Here is a picture with the results: http://i52.tinypic.com/2q903lk.png

viewWithTag seemed the be the most elegant solution for this. So I'm at a loss. Any idea why these implementations don't render the same?


It looks to me rather like you have a background UIImage to provide that grey gradient backdrop. It also looks like your button 0 might have a [cell order] of 0. I'm going to guess that you've never changed the tag of your background UIImage, which will thus default to 0.

When you call [self viewWithTag] for the first UIButton (labeled 0), it will find the first subview with a tag 0 - the background image, not the UIButton you expected - and move that. This, I suspect. is why all the other buttons line up fine, why the background moves oddly, and why your 0 button is not visible.
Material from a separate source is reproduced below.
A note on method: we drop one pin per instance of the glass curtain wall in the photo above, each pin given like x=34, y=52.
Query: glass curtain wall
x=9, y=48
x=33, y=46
[self viewWithTag:0] returns self first, instead of the expected (UIButton *), since I didn't change the view's tag upon initialization. Apparantly tags default to 0 at initialization. layoutsubviews then proceeded to change the frame of self, messing up the layout and functionality. I solved this dilemma by changing the view's tag to 999 at initialization.